Dans ce cadre, la décision des professionnels de reconduire, au printemps dernier, pour une nouvelle année, l'application de l'accord de 2009, sans même ouvrir de concertation sur certaines évolutions applicables à la VàD par abonnement et à la VàD gratuite, nous semble plus dangereuse encore. Ce n'est pas rendre service à la chronologie des médias que de clamer son adaptation parfaite à l'univers numérique et de justifier sa rigidité extrême. C'est a contrario une source de fragilité importante.
Or, la fragilité juridique de la chronologie des médias est une évidence aux yeux de la jurisprudence européenne. Dans un arrêt Cinéthèque de juillet 1985, la Cour de justice avait validé la chronologie française des médias au nom de trois motifs : les règles françaises n'avaient pas établi de distinction et de discrimination entre films français et films non français ; la chronologie poursuivait un but culturel, en l'occurrence la protection des salles de cinéma ; les règles adoptées étaient proportionnées à l'objectif visé dans la mesure où elles prévoyaient des dérogations et des fenêtres rapprochées pour les films qui n'avaient pas dépassé un certain nombre de spectateurs en salle.

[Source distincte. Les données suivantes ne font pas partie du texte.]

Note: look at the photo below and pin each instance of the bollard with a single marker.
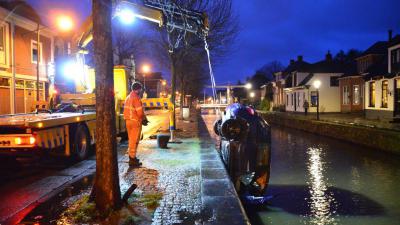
(162, 140)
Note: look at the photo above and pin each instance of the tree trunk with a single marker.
(181, 100)
(173, 87)
(106, 191)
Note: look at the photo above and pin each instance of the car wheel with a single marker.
(81, 143)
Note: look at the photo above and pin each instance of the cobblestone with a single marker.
(175, 172)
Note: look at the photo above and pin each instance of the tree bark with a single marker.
(106, 191)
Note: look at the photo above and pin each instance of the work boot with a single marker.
(134, 162)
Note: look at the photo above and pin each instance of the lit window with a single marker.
(314, 98)
(372, 94)
(356, 94)
(4, 42)
(4, 82)
(384, 93)
(34, 52)
(346, 95)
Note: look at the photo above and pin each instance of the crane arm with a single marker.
(194, 22)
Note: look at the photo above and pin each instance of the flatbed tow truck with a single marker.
(72, 133)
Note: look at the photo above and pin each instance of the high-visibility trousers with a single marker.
(134, 129)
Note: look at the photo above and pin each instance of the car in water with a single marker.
(245, 149)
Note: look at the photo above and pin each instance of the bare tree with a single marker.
(127, 42)
(223, 31)
(106, 191)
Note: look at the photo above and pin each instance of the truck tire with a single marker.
(81, 143)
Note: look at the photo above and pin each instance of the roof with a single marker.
(379, 48)
(351, 70)
(22, 9)
(296, 66)
(377, 69)
(330, 66)
(306, 79)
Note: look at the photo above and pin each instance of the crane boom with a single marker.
(194, 22)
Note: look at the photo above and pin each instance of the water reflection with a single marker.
(320, 201)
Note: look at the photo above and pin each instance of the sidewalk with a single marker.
(196, 188)
(354, 119)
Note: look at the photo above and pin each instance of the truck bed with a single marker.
(44, 120)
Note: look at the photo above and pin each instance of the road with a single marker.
(25, 182)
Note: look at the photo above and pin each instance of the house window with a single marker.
(3, 45)
(314, 98)
(292, 99)
(356, 94)
(334, 82)
(287, 100)
(4, 82)
(345, 96)
(384, 93)
(372, 94)
(298, 99)
(34, 52)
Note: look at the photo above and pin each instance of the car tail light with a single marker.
(18, 140)
(32, 140)
(25, 140)
(233, 128)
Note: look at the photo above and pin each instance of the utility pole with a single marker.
(37, 62)
(172, 120)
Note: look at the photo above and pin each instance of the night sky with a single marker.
(282, 29)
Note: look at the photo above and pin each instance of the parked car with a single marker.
(245, 148)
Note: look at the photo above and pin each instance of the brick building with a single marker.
(19, 55)
(371, 62)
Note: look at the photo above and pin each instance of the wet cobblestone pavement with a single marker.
(174, 171)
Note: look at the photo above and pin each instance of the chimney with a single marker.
(300, 58)
(390, 33)
(328, 56)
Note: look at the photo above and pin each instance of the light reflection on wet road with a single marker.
(318, 180)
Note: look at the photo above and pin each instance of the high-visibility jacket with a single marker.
(133, 109)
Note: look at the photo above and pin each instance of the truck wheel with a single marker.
(81, 143)
(124, 136)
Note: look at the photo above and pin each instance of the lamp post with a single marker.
(317, 84)
(37, 61)
(145, 69)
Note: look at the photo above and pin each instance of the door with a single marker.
(397, 98)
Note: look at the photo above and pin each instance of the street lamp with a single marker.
(316, 85)
(252, 94)
(248, 86)
(145, 69)
(64, 23)
(126, 16)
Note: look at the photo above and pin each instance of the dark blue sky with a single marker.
(282, 29)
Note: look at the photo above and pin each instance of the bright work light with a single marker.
(126, 16)
(71, 70)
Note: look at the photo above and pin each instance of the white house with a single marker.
(382, 92)
(327, 73)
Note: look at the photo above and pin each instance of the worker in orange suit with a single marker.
(134, 117)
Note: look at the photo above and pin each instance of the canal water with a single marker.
(319, 180)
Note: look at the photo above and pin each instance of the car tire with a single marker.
(81, 143)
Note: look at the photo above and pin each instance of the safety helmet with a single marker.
(136, 86)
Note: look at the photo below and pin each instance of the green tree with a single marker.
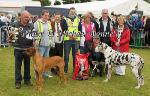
(43, 2)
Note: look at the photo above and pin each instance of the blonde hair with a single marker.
(86, 15)
(121, 17)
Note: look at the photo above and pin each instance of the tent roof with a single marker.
(19, 3)
(118, 6)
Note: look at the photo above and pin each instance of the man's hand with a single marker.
(117, 44)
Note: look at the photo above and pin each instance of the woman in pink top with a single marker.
(86, 27)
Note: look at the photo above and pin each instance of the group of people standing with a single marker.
(52, 34)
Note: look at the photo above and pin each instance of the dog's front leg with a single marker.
(108, 73)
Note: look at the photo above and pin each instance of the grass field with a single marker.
(117, 86)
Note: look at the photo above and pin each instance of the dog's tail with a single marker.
(141, 65)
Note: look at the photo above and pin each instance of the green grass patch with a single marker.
(117, 86)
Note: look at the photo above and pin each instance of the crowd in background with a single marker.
(115, 30)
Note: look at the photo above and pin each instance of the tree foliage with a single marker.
(43, 2)
(147, 1)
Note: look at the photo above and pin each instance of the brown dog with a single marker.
(42, 64)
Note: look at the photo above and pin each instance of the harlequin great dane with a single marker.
(117, 58)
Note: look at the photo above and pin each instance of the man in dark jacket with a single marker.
(24, 41)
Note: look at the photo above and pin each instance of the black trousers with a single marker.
(20, 56)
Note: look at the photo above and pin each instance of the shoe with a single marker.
(49, 76)
(18, 85)
(28, 83)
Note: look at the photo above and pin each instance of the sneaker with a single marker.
(49, 76)
(18, 85)
(28, 83)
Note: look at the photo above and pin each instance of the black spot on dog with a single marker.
(126, 57)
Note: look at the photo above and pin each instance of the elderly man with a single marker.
(24, 41)
(71, 40)
(105, 27)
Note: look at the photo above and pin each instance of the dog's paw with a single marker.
(106, 80)
(137, 87)
(142, 82)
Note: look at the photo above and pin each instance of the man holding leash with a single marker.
(71, 40)
(44, 31)
(24, 41)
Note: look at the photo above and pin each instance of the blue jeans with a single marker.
(44, 51)
(20, 56)
(67, 47)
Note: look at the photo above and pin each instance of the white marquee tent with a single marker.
(118, 6)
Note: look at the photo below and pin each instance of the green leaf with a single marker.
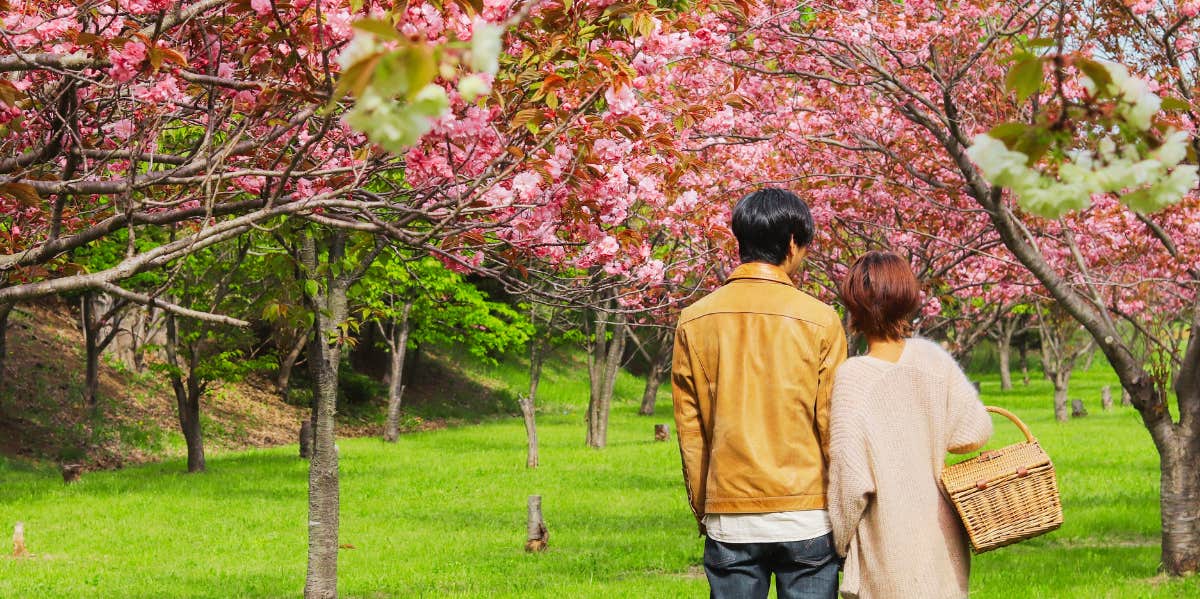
(1097, 72)
(419, 66)
(1025, 78)
(383, 29)
(1174, 103)
(1009, 132)
(1035, 143)
(355, 78)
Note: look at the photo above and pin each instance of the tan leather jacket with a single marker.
(751, 382)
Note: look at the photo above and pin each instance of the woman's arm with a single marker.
(969, 423)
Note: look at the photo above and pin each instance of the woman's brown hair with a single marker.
(881, 294)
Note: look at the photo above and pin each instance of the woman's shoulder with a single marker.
(858, 372)
(928, 351)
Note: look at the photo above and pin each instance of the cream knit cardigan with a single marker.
(891, 427)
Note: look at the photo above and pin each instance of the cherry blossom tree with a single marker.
(899, 91)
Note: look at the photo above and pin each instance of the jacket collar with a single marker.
(761, 270)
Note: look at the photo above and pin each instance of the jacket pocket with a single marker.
(811, 552)
(719, 555)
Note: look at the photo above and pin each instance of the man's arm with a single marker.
(693, 444)
(835, 354)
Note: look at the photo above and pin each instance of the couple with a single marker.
(796, 459)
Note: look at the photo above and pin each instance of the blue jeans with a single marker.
(803, 569)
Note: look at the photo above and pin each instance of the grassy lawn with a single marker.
(442, 514)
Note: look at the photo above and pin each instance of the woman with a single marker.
(895, 413)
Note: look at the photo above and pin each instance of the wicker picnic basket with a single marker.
(1006, 495)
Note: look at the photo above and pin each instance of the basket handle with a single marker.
(994, 409)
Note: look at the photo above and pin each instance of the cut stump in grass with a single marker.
(71, 472)
(1078, 409)
(538, 534)
(661, 432)
(18, 540)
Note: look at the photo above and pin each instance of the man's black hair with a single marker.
(767, 221)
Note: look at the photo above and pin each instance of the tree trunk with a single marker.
(190, 424)
(1003, 348)
(1061, 383)
(91, 349)
(1180, 502)
(535, 527)
(528, 403)
(659, 369)
(187, 399)
(329, 306)
(399, 345)
(1024, 359)
(283, 377)
(306, 438)
(5, 310)
(604, 363)
(323, 485)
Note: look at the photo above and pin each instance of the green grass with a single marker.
(442, 514)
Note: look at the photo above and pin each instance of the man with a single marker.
(751, 382)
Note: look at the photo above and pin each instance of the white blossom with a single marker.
(361, 46)
(485, 47)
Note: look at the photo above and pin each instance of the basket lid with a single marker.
(994, 465)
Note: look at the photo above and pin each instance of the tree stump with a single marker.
(661, 432)
(306, 439)
(71, 472)
(1078, 409)
(537, 527)
(18, 540)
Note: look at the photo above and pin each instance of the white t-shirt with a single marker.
(772, 527)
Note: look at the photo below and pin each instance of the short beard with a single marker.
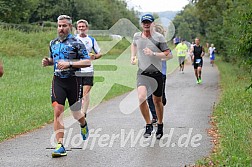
(62, 37)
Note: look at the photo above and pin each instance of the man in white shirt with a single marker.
(211, 52)
(88, 72)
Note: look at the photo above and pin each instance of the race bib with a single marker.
(198, 61)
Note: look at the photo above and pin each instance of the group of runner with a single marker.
(196, 53)
(71, 56)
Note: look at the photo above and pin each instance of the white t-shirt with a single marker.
(90, 44)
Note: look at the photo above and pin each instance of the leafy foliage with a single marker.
(226, 23)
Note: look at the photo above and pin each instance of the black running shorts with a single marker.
(67, 88)
(197, 64)
(152, 81)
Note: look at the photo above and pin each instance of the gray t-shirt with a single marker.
(156, 43)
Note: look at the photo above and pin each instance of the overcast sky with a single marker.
(157, 5)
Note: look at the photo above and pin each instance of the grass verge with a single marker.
(232, 120)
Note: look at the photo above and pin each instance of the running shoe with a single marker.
(159, 132)
(154, 121)
(200, 81)
(84, 132)
(59, 151)
(148, 130)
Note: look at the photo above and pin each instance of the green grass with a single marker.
(233, 118)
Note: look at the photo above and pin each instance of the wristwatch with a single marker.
(70, 64)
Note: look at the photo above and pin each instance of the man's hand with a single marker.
(63, 65)
(148, 52)
(133, 60)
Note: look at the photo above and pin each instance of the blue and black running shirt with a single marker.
(71, 49)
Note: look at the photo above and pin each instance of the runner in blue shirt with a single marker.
(67, 54)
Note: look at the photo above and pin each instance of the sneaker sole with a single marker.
(147, 135)
(57, 155)
(159, 136)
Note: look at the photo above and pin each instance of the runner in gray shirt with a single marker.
(151, 48)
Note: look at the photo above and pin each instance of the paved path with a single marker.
(185, 141)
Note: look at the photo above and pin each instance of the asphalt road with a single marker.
(118, 140)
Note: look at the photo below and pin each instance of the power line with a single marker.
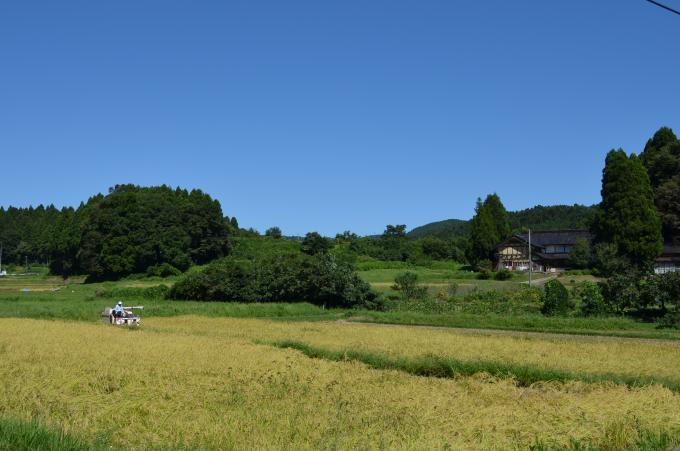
(668, 8)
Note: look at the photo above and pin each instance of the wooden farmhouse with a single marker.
(549, 250)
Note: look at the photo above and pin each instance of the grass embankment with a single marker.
(606, 326)
(84, 302)
(179, 383)
(434, 366)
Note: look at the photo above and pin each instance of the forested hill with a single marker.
(539, 218)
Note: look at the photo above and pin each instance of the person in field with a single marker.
(118, 310)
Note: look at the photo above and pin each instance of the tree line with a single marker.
(132, 229)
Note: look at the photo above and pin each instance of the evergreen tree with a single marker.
(488, 228)
(661, 157)
(627, 217)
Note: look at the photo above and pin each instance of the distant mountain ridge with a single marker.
(553, 217)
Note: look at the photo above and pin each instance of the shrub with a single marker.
(407, 285)
(321, 280)
(157, 292)
(163, 270)
(669, 321)
(669, 289)
(556, 299)
(503, 274)
(622, 291)
(484, 274)
(592, 301)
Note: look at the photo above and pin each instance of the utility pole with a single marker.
(530, 262)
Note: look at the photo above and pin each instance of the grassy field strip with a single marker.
(578, 335)
(140, 389)
(432, 366)
(614, 327)
(641, 360)
(482, 327)
(16, 435)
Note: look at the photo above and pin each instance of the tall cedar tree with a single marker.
(661, 157)
(488, 228)
(627, 217)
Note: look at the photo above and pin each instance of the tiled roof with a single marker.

Ces dérogations ont aujourd'hui totalement disparu pour la vidéo à la demande et ont rendu le système aussi rigide que fragile à l'égard de cette jurisprudence communautaire. Même les films qui n'ont ni chaînes en clair ni chaînes payantes dans leur financement (environ 10 % des films) sont interdits d'exploitations en VàD durant les fenêtres réservées aux chaînes de télévision et doivent attendre, quoiqu'il arrive, 36 mois pour être diffusés en VàDA ou 48 mois pour bénéficier d'une exploitation en VàD gratuite. Rien ne saurait justifier ces rigueurs extrêmes qui sont une atteinte à la libre expression des créateurs.
L'heure est bel et bien à la construction d'un nouveau cadre qui encourage le développement des offres légales sans pour autant fragiliser les chaînes de télévisions. À l'évidence, ce nouvel équilibre raisonnable devrait passer par des mécanismes ouvrant la voie, non pas à une remise en cause de la chronologie des médias dans son principe, mais à la mise en place de dérogations dans des cas clairement identifiés. Celles-ci pourraient concerner notamment les films qui ne trouvent pas aujourd'hui auprès des chaînes hertziennes, gratuites ou payantes, le moyen d'être diffusés et exposés.
Le débat mériterait d'être ouvert rapidement, si nous ne voulons pas nous réveiller trop tard, harcelés par un piratage croissant et menacés par le droit européen.